Solomonoff Induction is the more accurate mathematical formulation of the epistemic heuristic Occam’s Razor. While my post on the subject is also mathematical, and is influenced by the conjunction fallacy, Occam’s Razor itself is just a vague rule of thumb. Solomonoff Induction is an attempt to make Occam’s Razor more rigorous.
The way I understand it, imagine writing a computer program that knew every single hypothesis imaginable that can be used to explain some data. The computer would select the hypothesis with the least amount of code — represented as a binary string — as its main prior.
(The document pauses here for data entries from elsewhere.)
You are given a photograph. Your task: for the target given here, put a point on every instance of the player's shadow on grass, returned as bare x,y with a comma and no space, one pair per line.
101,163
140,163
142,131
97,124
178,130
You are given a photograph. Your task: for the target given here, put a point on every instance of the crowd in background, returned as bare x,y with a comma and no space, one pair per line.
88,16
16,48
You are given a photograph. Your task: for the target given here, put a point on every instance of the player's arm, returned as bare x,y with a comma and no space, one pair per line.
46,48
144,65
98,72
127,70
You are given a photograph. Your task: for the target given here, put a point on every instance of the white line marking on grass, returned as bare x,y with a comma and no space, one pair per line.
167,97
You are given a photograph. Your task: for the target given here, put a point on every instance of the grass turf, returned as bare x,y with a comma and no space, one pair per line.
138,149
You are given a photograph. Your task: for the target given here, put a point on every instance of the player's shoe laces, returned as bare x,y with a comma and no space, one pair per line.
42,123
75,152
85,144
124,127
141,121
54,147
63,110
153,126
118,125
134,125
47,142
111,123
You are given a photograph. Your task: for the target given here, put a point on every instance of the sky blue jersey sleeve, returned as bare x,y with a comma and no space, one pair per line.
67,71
Or at least, as the prior with the highest probability.
The problem would be actually having a computer that had every hypothesis imaginable and one that compared each one via complexity of code (complexity of code = more bits used to represent it).
As an example, let’s say we have two pieces of code: One that represents Newton’s laws of motion and another that represents Einstein’s theory of relativity. At first glance, the program that computes Newton’s laws might seem simpler than Einstein’s (more people know Newton’s formulas than know Einstein’s formulas), but Newton’s code doesn’t account for weird things like Mercury’s orbit. So in actuality, Newton’s code would get bloated from all of the ad hoc code meant to account for things like Mercury’s orbit that can’t be computed using the baseline Newtownian formulas. And in the end, Newton’s program would be larger than Einstein’s due to that extra code; maybe Newton.dll would be 100 MB and Einstein.dll would be 80 MB.
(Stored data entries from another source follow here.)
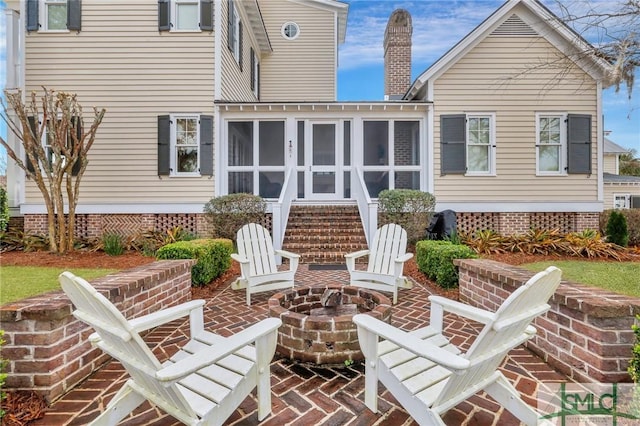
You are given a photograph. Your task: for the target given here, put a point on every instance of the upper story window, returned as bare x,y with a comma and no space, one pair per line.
54,15
468,144
185,15
563,143
290,30
185,145
234,33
Thus, by my understanding of Solomonoff Induction, a sufficiently advanced artificial intelligence would use Einstein.dll as its main prior when attempting to explain some gravitational phenomenon. At least until a smaller program is written that accounts for all of the things Einstein.dll accounts for plus things that it doesn’t (e.g., quantum gravity).
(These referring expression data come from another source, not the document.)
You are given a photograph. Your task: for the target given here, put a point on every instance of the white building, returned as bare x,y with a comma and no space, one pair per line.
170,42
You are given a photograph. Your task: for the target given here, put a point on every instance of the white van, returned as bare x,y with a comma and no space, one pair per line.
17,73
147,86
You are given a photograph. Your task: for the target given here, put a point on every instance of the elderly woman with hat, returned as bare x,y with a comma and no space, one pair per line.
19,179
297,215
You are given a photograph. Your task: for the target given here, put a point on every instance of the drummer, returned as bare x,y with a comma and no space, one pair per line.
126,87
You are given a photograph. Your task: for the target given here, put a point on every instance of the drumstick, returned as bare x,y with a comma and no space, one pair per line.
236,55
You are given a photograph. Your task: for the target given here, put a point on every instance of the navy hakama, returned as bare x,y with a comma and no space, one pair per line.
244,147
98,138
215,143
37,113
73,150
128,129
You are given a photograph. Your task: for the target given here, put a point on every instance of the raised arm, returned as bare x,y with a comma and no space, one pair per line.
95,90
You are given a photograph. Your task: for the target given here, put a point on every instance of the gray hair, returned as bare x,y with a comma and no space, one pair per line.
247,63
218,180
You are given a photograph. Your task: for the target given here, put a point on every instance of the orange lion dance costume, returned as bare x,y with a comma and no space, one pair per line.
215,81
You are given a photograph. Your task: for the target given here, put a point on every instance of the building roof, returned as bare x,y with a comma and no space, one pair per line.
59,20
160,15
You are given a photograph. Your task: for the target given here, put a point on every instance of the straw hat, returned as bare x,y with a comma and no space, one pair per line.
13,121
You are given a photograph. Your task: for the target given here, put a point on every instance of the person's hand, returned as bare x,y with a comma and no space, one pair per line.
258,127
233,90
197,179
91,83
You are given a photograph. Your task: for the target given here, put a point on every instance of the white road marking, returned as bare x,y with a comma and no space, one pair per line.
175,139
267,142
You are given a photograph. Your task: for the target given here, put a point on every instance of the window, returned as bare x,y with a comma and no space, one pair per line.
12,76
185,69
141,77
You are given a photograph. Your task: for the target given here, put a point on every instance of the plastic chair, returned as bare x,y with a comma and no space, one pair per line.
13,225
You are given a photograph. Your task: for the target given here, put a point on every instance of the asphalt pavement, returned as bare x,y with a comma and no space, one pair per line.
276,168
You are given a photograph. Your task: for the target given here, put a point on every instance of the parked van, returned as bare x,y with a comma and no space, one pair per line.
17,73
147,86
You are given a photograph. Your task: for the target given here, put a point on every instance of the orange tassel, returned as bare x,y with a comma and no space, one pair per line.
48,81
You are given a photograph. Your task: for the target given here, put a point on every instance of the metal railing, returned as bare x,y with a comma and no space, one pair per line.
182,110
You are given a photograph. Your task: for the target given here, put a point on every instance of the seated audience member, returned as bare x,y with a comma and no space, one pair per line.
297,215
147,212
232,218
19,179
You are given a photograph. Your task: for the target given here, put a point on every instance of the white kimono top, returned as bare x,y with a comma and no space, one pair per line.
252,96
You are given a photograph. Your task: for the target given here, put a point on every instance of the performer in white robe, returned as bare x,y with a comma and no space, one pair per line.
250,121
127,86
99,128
Now imagine comparing disparate hypotheses, like a computer that could model the atmosphere to predict when and where hurricanes will strike, and a computer program that attempted to model an angry god to predict where and when hurricanes strike. I’m willing to bet that the code used to model non-supernatural weather would be smaller than the one used to model a supernatural being’s motivations (I’m relatively certain that hurricanes forming isn’t more complex than the bio-chemical and social processes that produce anger in living beings, not to mention angry beings that have no physical body… though this is intuitively backwards; and it is backwards precisely because we think primarily in social ways). Or more pointedly, comparing the code used to model a supernatural Jesus coming back from the dead and the code used to model the story being invented by people who are the modern equivalent of people from a small, backwards village in Africa colonized by the British.
Well… this is all fine and dandy, but most people aren’t going to comprehend this intuitively, since there isn’t a reference to things that they already know about. But Solomonoff Induction makes sense to me (well, at least how I’ve laid it out above), because I’ve actually written code that uses the math behind special/general relativity and I can see how at first glance it would look more complicated than Newton’s laws of motion. But adding that extra code to account for things that can’t be explained via Newton’s laws would be bad programming practice. I would certainly prefer code that had a one-stop algorithm that computed things instead of an algorithm plus some hand-jammed code added to it because the original algorithm wasn’t robust enough.
So back to Occam’s Razor, except a more intuitive explanation of it. I think Occam’s Razor can be summed up using the English metaphor “a chain is only as strong as its weakest link”. Imagine choosing from a variety of chains to hook up a disabled car to the back of a pickup truck. Given that the chain is only as strong as its weakest link, you would want to pick the chain that has the lowest chance for having a weak link, thus a lower chance for the chain to break and the car goes careening off somewhere on the highway.
A short chain might have an extremely weak link in it, yet a longer chain might have a bunch of slightly weak links in it. Which chain do you use then? Whatever methodology you use to ensure that you pick the right chain would be Occam’s Razor; you could even go about removing the weak link altogether and go with the strongest part of the chain.